Le supporter sochalien est l’archétype et la quintessence de cette France laborieuse, courageuse et silencieuse. Il est le faire-valoir et la relique d’un ancien monde, d’un football dépassé que l’on observe avec nostalgie et compassion, la tête inclinée sur l’épaule, mais qui permit des décennies durant à des villes de 25 000 habitants, parfois moins, de rappeler leur existence sur la mappemonde.

Alexis Weigel

"On ne se rendra pas !"

"Il n'a aucune prétention, ce livre. Ce n'est qu'une vision de supporter parmi tant d'autres. Je ne revendique pas une réalité universelle du supporter de club. C'est la mienne, seulement la mienne." Il nous répond depuis la librairie mulhousienne où il travaille. Alexis Weigel a 35 ans. Après des études littéraires et d'histoire, il a été professeur quelques années puis a décidé de s'exclure lui même du terrain pour retrouver les bouquins et se retrouver dans une aventure plus personnelle.   

L'éditeur de cette collection de livres sur les grands clubs de foot racontés par des écrivains qui se racontent soi-même entre les lignes cherchait un connaisseur des Jaune et Bleu. Alexis Weigel a repris de volée. Lucarne.

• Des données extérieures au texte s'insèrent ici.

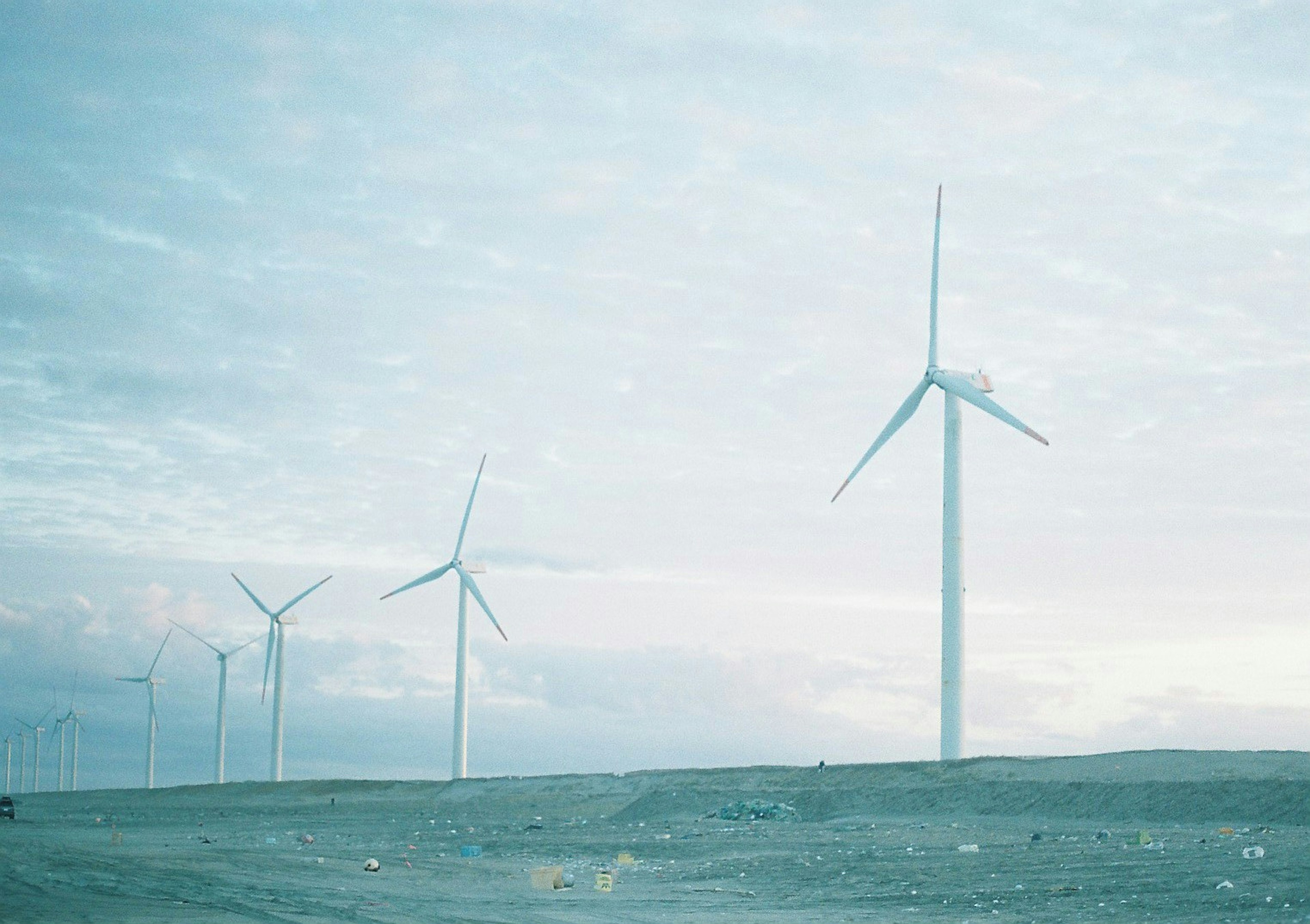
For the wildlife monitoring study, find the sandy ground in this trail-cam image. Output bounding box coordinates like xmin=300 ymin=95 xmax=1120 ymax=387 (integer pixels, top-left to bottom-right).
xmin=0 ymin=751 xmax=1310 ymax=924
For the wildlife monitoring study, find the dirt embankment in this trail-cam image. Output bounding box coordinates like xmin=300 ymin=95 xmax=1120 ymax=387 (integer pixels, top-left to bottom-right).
xmin=26 ymin=751 xmax=1310 ymax=826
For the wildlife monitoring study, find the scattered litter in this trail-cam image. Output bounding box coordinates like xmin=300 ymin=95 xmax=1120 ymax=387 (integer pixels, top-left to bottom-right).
xmin=528 ymin=866 xmax=565 ymax=891
xmin=706 ymin=799 xmax=797 ymax=822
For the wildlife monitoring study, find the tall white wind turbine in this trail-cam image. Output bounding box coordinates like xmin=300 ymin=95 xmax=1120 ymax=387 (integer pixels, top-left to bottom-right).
xmin=18 ymin=709 xmax=50 ymax=793
xmin=832 ymin=186 xmax=1047 ymax=760
xmin=14 ymin=718 xmax=28 ymax=793
xmin=116 ymin=629 xmax=173 ymax=789
xmin=169 ymin=620 xmax=261 ymax=782
xmin=382 ymin=455 xmax=510 ymax=780
xmin=50 ymin=673 xmax=77 ymax=792
xmin=232 ymin=574 xmax=332 ymax=782
xmin=64 ymin=710 xmax=86 ymax=793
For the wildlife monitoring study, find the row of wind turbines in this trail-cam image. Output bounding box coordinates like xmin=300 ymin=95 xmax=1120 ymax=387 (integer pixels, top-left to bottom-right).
xmin=117 ymin=455 xmax=510 ymax=789
xmin=4 ymin=678 xmax=86 ymax=793
xmin=76 ymin=186 xmax=1048 ymax=786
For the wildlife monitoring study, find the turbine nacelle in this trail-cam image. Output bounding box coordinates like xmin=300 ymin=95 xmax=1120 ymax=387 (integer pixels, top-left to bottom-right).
xmin=381 ymin=455 xmax=510 ymax=641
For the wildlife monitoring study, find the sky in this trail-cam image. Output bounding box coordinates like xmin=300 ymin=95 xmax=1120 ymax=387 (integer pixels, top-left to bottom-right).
xmin=0 ymin=0 xmax=1310 ymax=789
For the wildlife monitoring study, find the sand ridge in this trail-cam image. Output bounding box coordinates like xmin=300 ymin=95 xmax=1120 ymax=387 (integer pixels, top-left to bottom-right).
xmin=0 ymin=751 xmax=1310 ymax=921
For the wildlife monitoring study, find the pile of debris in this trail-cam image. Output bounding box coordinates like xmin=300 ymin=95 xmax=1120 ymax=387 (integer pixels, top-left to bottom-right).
xmin=706 ymin=799 xmax=797 ymax=822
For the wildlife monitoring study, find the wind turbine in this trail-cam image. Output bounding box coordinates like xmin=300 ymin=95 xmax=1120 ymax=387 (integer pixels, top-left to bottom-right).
xmin=232 ymin=574 xmax=332 ymax=782
xmin=169 ymin=620 xmax=259 ymax=782
xmin=18 ymin=709 xmax=50 ymax=793
xmin=832 ymin=186 xmax=1048 ymax=760
xmin=64 ymin=710 xmax=86 ymax=793
xmin=382 ymin=455 xmax=510 ymax=780
xmin=51 ymin=673 xmax=78 ymax=792
xmin=116 ymin=629 xmax=173 ymax=789
xmin=14 ymin=720 xmax=28 ymax=793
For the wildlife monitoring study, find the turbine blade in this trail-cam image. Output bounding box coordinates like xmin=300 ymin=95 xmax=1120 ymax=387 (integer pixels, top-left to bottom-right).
xmin=227 ymin=636 xmax=263 ymax=658
xmin=259 ymin=619 xmax=278 ymax=703
xmin=273 ymin=574 xmax=332 ymax=619
xmin=145 ymin=620 xmax=173 ymax=676
xmin=832 ymin=376 xmax=933 ymax=501
xmin=169 ymin=619 xmax=223 ymax=654
xmin=232 ymin=573 xmax=273 ymax=619
xmin=451 ymin=452 xmax=487 ymax=561
xmin=933 ymin=372 xmax=1051 ymax=446
xmin=928 ymin=185 xmax=942 ymax=366
xmin=381 ymin=561 xmax=454 ymax=600
xmin=454 ymin=565 xmax=510 ymax=641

Un comble, pour un Alsacien. "Je ne suis pas Franc-Comtois. J'ai grandit à Niffer, à 25 bornes de Mulhouse. Mais j'ai Sochaux tout au fond de moi, explique-t-il comme on vous fait une confidence. Je n'aime plus tant le football, ou, du moins, ce qu'il est devenu, que Sochaux. Le reste ne m'intéresse que moyennement."

Cela se sent au fil des pages. D'un premier souvenir à Bonal lors d'une défaite 2 à 0 face à Fulham en Intertoto en 2002  jusqu'à ce début de saison 2022/2023 prometteur, Alexis Weigel retrace un quasi siècle d'histoires de crampons dans le pays de la "Peuge" et de souvenirs personnels.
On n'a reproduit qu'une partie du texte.